Ocean Network Express (ONE) has successfully concluded a biofuel trial on board the MOL Endowment container as part of the Global Centre for Maritime Decarbonisation’s (GCMD) pilot project.
This trial is anticipated to help set up a “quality, quantity and GHG abatement assurance framework” related to drop-in biofuels.
The biofuel used in the trial was B24, which is a blend of used cooking oil methyl ester (UCOME) and very low sulphur fuel oil (VLSFO).
Supplied by Chevron, the biofuel blend is claimed to be a sustainable fuel that is similar to petroleum-derived marine fuels in terms of its operational application.
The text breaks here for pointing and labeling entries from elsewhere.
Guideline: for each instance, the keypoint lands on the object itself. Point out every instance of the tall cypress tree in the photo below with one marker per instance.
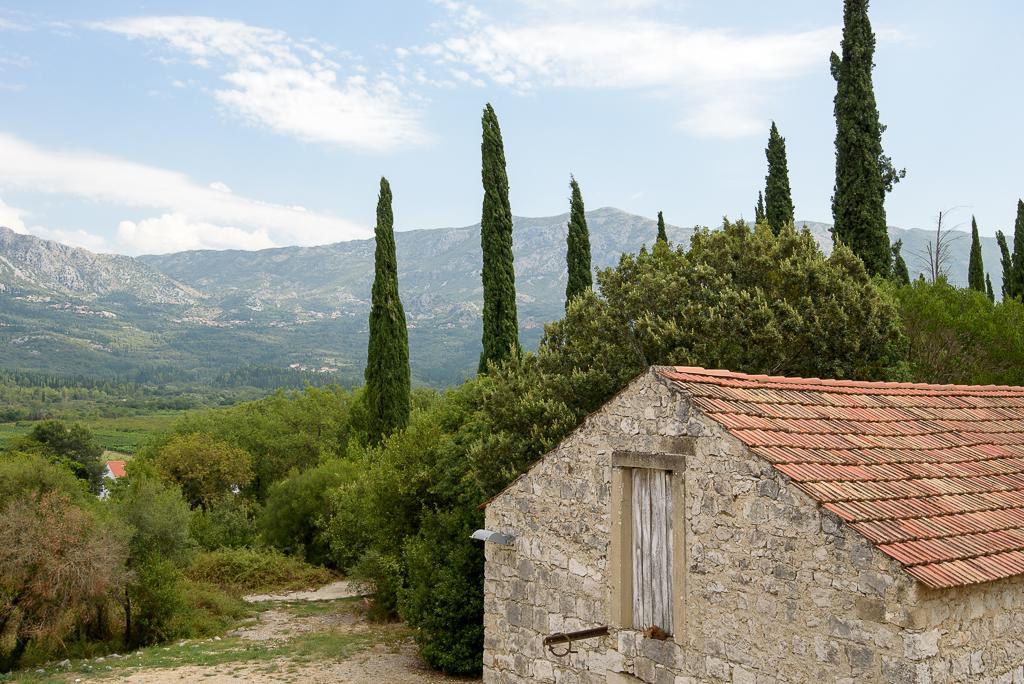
(1017, 257)
(578, 247)
(1007, 263)
(501, 327)
(387, 373)
(975, 269)
(863, 174)
(900, 273)
(778, 201)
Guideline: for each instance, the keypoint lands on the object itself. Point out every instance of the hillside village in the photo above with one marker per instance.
(592, 447)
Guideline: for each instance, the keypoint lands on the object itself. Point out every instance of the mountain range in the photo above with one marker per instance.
(194, 315)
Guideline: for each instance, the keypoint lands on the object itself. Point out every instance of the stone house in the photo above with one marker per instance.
(749, 528)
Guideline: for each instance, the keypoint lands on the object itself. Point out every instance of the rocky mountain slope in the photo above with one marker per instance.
(197, 314)
(32, 263)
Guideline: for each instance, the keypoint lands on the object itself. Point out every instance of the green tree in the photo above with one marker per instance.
(501, 327)
(159, 544)
(739, 298)
(58, 562)
(205, 468)
(863, 173)
(975, 269)
(1017, 257)
(578, 247)
(663, 234)
(387, 374)
(1007, 263)
(900, 273)
(291, 520)
(73, 446)
(778, 200)
(286, 431)
(958, 336)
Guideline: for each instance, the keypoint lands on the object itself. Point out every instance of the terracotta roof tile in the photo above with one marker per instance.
(933, 475)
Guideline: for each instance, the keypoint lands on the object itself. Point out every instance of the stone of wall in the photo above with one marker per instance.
(776, 590)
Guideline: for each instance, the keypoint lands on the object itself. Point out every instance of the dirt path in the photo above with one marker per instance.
(314, 636)
(334, 591)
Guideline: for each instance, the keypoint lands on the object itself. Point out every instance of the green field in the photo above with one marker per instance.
(124, 433)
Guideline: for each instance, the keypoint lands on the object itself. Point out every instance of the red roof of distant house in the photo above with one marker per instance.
(933, 475)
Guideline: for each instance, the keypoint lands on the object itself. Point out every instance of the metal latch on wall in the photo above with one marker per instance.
(568, 637)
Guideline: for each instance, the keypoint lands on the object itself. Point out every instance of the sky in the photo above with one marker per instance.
(153, 127)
The application and evaluation of the biofuel were conducted in collaboration with shipowner Mitsui OSK Lines (MOL).
On 21 December last year, the boxship was refuelled with 992 metric tons of marine biofuel at the Port of Singapore.
Employed on ONE’s Japan Straits Malaysia (JSM) service, the ship completely used the biofuel in 20 days.
Biofuel consumption commenced on 7 January, following the vessel’s departure from the port of Kobe, Japan. It travelled through Keelung and Hong Kong before it reached Southeast Asia.
The biofuel was fully used on 26 January, during the vessel’s return voyage from Port Klang to Japan, stated the company.
According to the company, the trial showed that marine biofuel products can be considered ‘drop-in fuels’ for lowering carbon emissions from ships.
ONE CEO Jeremy Nixon said: “The maritime industry has many interconnected players, and collaboration is key in moving our decarbonisation ambition forward.
“It is encouraging to see the various partners at different points of the supply chain come together in this biofuel trial for the common goal of a better, more sustainable future.”